I was a preschooler when I first heard about this sweater. One early winter evening, when the snow lying in the yard shone into the windows of our apartment, my mother told me about a little sweater that her dear late mother made. It was so blue it seemed like a piece of sky in her hands; my mother would sit and watch her mother and wait for it to be finished. The knitting needles clicked away; light flashed off their metal tips as the forget-me-not blue yarn sped through the needles and fingers. My mother could not wait for it to be ready! She was getting such a lovely thing! And finally it was ready and she had it and she wore it at last. She loved it.
The memory of that little sweater glowed in the kitchen of our 6os apartment and etched itself into my mind. My mother’s vivid recollection of watching her own mother – who died just two years after she made this sweater – fired up my imagination. The wool must have been the brightest and the bluest, the yarn made from the softest fluff little fingers ever touched.
Forty years later I found two photos of my mother's wearing the sweater – she appears to be about four years old. In one she is alone, grinning impishly sideways at whomever is taking the photo, in her hands a small ball. In the other she is serious; she is standing next to her mother, an old tree trunk behind them; my mother’s whole little body leans toward her mother’s lean frame swathed in a too large, light-colored trench coat .
The amateur photo is not in focus, lower left corner is overexposed. It is difficult to make out the knitting pattern. The sweater has oval or rectangular bumps lined up in perfect columns and rows, not staggered. May be they are little purl bricks with single rows of knits and single columns of knits separating them. May be it is the dishcloth patterns with knits leaping down a few rows to make the vertical lines. May be it is some other knit-purl combination. I searched for this pattern in the Barbara Walker’s treasuries, and in other stitch dictionaries; a few seemed a possiblility. I will swatch them, and then I will scrunch up my eyes to blur them to see if they resemble the pattern in the out of focus photo.

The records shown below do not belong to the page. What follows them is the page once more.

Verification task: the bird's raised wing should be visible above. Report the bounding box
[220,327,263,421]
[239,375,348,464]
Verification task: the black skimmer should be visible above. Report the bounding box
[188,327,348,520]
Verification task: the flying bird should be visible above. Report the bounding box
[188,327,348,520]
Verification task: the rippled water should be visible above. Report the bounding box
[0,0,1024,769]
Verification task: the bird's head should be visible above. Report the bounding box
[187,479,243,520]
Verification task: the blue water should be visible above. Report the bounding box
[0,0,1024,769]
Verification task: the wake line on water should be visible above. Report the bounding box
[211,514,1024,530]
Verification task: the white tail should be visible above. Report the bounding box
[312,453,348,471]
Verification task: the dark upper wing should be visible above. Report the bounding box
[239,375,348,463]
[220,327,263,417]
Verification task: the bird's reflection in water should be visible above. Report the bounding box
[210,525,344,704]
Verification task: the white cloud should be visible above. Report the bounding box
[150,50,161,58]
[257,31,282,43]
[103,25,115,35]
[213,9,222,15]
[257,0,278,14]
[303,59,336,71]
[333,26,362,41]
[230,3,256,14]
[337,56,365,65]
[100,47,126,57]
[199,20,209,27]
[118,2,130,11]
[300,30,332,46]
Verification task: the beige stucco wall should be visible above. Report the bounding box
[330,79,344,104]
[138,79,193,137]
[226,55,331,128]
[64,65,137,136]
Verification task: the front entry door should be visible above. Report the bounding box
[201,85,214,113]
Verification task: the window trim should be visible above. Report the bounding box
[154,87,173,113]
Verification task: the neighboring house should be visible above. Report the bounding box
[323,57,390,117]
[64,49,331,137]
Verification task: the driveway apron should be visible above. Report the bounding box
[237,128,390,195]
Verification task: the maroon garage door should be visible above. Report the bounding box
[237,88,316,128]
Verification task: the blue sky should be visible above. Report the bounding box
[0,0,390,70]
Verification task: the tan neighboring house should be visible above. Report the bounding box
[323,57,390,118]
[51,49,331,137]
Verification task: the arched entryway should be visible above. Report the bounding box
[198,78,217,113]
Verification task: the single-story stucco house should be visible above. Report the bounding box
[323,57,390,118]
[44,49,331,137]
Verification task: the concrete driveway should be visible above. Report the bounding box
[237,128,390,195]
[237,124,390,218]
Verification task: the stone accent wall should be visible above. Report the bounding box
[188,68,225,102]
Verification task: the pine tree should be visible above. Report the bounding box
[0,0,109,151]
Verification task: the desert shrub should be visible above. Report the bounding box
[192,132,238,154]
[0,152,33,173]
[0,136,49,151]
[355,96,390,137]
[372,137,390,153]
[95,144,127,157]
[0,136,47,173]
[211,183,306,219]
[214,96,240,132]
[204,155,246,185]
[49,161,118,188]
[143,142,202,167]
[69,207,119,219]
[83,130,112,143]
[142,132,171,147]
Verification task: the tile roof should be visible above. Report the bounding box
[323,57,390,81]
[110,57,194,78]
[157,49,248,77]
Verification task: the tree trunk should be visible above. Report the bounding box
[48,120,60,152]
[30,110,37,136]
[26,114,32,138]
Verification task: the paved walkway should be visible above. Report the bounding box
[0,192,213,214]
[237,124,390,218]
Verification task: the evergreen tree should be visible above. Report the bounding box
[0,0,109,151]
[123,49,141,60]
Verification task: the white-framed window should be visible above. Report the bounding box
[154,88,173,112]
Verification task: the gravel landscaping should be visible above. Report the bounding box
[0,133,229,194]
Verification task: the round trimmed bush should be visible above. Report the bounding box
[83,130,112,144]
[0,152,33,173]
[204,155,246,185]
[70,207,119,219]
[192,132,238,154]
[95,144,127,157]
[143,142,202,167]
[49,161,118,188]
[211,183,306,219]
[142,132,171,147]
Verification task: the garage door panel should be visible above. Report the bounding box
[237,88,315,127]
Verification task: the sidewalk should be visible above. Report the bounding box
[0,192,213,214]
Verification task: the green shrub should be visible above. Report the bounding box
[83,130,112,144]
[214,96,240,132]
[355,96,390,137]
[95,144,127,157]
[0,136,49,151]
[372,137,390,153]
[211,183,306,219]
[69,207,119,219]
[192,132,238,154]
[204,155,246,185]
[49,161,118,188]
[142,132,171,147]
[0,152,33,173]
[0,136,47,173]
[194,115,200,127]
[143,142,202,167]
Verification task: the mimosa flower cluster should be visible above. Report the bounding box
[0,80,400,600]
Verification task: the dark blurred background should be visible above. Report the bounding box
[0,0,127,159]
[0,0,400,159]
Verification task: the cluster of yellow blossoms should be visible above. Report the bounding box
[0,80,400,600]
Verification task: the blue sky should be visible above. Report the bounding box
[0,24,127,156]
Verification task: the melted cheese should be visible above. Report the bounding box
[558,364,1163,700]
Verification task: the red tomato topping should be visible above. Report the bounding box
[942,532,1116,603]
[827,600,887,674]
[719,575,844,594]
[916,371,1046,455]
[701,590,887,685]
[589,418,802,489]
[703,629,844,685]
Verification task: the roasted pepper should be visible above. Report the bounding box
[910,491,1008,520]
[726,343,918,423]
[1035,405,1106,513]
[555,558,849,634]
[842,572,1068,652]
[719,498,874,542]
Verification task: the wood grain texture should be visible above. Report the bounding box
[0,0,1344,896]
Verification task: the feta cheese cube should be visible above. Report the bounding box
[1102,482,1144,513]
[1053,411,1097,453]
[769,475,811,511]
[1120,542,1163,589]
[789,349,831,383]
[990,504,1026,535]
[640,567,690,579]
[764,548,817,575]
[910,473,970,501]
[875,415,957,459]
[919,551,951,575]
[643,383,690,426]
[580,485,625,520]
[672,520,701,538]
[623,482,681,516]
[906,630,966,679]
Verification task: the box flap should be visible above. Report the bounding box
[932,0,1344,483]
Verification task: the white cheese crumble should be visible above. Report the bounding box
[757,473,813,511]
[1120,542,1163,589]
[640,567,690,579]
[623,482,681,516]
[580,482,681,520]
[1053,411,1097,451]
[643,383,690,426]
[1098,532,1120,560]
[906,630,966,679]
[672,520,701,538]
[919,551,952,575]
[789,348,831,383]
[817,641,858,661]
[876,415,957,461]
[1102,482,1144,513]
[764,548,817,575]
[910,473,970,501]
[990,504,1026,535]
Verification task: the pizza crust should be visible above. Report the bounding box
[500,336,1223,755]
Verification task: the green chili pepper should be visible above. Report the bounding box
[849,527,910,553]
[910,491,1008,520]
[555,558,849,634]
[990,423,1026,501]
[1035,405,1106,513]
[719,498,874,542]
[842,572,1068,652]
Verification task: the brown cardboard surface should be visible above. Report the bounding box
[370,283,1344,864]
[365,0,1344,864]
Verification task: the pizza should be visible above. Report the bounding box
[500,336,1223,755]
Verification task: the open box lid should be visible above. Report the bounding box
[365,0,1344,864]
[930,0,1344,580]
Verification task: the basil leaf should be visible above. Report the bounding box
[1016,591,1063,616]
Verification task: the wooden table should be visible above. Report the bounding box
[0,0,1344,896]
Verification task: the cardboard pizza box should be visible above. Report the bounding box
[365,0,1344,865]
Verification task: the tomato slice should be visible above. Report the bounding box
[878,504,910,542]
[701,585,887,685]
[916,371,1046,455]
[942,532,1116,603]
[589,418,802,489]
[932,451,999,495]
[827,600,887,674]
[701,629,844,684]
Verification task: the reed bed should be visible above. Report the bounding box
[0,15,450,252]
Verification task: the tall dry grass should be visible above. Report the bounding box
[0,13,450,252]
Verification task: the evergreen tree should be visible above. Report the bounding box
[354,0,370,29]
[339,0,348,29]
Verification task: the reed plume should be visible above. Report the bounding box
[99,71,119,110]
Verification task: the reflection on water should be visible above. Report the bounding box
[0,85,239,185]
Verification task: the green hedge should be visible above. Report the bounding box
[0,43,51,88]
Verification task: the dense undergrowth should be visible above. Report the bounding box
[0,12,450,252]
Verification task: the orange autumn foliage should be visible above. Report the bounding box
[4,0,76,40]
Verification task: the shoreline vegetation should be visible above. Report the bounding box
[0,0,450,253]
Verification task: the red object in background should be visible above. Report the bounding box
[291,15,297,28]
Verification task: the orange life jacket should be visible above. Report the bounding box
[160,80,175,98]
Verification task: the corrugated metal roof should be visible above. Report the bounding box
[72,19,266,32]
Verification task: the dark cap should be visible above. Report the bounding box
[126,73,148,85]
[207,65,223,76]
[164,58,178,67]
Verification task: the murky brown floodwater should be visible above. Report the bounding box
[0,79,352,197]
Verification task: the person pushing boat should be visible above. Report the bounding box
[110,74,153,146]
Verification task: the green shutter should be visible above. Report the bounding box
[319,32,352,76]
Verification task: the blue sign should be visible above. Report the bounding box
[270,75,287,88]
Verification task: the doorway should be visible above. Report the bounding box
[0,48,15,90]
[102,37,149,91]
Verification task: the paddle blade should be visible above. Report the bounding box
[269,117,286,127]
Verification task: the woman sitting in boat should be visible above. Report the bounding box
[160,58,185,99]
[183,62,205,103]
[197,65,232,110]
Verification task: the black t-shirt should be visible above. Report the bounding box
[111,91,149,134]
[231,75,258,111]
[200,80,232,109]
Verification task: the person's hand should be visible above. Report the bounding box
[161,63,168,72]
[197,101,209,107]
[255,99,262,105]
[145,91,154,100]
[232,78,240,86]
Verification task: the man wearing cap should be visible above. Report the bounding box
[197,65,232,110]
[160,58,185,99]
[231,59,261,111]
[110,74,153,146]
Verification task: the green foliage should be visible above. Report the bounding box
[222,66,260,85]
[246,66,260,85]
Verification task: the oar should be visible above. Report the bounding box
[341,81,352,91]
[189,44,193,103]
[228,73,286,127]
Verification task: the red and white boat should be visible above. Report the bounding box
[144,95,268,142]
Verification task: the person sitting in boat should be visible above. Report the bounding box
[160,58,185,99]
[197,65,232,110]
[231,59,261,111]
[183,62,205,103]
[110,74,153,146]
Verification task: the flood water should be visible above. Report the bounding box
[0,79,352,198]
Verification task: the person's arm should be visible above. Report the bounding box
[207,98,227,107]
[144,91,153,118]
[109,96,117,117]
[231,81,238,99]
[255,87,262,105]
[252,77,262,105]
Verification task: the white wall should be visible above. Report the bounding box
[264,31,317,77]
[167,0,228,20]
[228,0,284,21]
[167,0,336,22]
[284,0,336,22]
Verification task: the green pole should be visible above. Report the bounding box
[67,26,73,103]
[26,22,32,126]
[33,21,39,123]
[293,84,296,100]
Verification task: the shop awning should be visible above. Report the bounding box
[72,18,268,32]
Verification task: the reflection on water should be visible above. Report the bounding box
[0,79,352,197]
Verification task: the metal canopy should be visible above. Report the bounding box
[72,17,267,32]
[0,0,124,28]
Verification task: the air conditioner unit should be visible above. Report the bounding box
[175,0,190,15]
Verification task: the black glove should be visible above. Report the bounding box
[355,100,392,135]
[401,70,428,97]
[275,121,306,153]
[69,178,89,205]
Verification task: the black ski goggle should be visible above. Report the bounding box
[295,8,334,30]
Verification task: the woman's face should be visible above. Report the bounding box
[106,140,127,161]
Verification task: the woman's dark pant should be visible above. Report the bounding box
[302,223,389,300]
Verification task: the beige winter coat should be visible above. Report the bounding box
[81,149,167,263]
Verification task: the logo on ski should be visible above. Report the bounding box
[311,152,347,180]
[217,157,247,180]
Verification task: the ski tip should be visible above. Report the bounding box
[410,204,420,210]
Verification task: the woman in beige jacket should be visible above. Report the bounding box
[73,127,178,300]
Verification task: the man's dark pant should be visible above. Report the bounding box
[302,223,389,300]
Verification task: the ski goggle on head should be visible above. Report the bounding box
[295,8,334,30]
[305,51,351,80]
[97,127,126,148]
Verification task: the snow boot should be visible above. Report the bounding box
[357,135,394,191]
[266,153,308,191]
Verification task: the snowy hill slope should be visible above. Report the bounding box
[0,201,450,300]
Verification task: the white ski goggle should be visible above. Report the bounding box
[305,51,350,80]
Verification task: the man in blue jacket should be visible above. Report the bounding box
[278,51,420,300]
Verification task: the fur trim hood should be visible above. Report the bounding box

The wool I imagine to be a three-ply sport weight yarn. Wool, because there were no synthetics at that time. Sport weight, because of the fine pattern that is just visible in the photo.
The color will be the easiest to chose – I will take my mother to a yarn store and ask her to pick the closest shade to what she remembers.
The sweater itself is a simple little sweater slightly bloused over a 5-6 cm ribbing at the waist and shorter ribbing at the cuffs of the elbow-length sleeves. The sleeves are set in the regular armholes. There appears to be a single pompom at the neck – more likely there were two, attached with a twisted cord for neck ties, but the photos blurred them into one. There is a small stand up or folded over collar.
Don't ask me why, but I will make it.